I’ve heard sociologists apeak of “status anxiety,” but for originality and chutzpah, I have to admit that this thesis takes the cake.  (“You seem gloomy, Fatima.” “What self-respecting Palestinian woman wouldn’t, Hamid? The Israeli soldiers were here to search the house – by the way, they found those rockets you hid in the baby’s toybox, sorry about that, but they didn’t make a single move on me. No rape, not even a lubricious wink or a pinch on the buttocks. Being non-violated like that, I feel so - I don't know - degraded. What am I to tell my friends…?”).

What’s next from Alice-in-Wonderland University? “Controlled Occupation: The lack of Random Bombings of Pizza Parlours in the West Bank”? Oh, those sly and underhanded Israeli soldiers. They certainly have psychological torture down to a fine art. 
bkay@videotron.ca


----------



## CougarKing (14 Feb 2008)

Wow...just wow.     :


----------



## The Bread Guy (29 Feb 2008)

W

T

F

 ???


----------



## Jager (29 Feb 2008)

wha????


----------



## The_Falcon (29 Feb 2008)

??? ??? ???

Ummmm......  Not sure what to say to that, both that article and its source material are um... yeah. WTF?


----------



## FascistLibertarian (29 Feb 2008)

> the relative absence of instances of rape by Israeli soldiers is an alternate method of achieving *the same kind of degradation* of Palestinian Arabs that would be achieved through a directed policy of raping Arab women.



 ???


----------



## Flip (29 Feb 2008)

Yeh, That moral upper hand can be a real burden.... >


----------



## Panzer Grenadier (29 Feb 2008)

Whatever this guy is on - he needs to stop taking it right now.


----------



## scoutfinch (29 Feb 2008)

Let me get this straight:

Israeli soldiers raping Palestinian women = bad
Israeli soldiers not raping Palestinian women = bad.

... this is only possible at grad school.

All I can suggest is that the author of this ridiculous thesis is unlikely to be a Palestinian woman.


----------



## FascistLibertarian (29 Feb 2008)

Not bad scoutfinch, racist!  :


----------



## blacktriangle (29 Feb 2008)

In my best Borat voice...

WHAAATT?


----------



## davidk (29 Feb 2008)

I keep reading it over and over, thinking I missed something that would cause it make sense...but it's just not there. What a strange argument.


----------



## BernDawg (29 Feb 2008)

???
I'm speachless...


----------



## The_Falcon (29 Feb 2008)

scoutfinch said:
			
		

> ... this is only possible at grad school.
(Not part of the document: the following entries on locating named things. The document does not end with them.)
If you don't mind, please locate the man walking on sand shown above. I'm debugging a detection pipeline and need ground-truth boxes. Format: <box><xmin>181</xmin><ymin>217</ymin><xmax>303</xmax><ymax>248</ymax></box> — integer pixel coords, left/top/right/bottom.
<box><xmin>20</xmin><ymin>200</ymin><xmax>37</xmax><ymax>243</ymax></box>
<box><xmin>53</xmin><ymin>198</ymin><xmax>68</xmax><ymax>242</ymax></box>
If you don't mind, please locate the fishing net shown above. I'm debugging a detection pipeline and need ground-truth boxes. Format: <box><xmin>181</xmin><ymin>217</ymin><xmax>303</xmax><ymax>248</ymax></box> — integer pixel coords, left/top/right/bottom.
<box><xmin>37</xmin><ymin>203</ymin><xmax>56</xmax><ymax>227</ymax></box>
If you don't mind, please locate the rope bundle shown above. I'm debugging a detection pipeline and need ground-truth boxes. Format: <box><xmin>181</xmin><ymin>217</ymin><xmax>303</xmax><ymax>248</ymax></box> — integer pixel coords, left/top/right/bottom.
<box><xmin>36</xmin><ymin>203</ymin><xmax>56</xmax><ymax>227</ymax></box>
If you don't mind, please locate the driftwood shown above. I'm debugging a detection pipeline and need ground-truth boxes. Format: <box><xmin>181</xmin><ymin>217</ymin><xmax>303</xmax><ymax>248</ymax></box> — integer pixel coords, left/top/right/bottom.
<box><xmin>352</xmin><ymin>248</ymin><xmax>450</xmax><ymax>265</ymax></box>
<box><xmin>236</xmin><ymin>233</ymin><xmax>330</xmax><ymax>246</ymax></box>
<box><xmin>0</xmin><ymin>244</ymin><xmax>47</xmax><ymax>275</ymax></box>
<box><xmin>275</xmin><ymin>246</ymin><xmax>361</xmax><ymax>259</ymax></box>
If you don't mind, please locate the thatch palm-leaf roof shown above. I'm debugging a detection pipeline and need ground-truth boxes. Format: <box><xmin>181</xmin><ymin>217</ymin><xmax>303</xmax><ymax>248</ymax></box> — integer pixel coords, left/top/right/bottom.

At least we know that detachment from reality is not limited to academia in the Western world, its a global phenomenon ;D


----------



## scoutfinch (29 Feb 2008)

FascistLibertarian said:
			
		

> Not bad scoutfinch, racist!  :



This WANTS to have been a joke... otherwise I respectfully request that you qualify your response.

My comment had nothing to do with Israelis or Palestinians but with the stupidity of some grad students... and that I doubted that any fool that would write such comments had never been in the position of being a Palestinian woman potentially exposed to rape as a weapon in conflict... I am guessing that most Palestinian women are quite content with the fact that there has been a decrease in the incidence of rape.

If you didn't get that from my post, maybe you need to read it again.


----------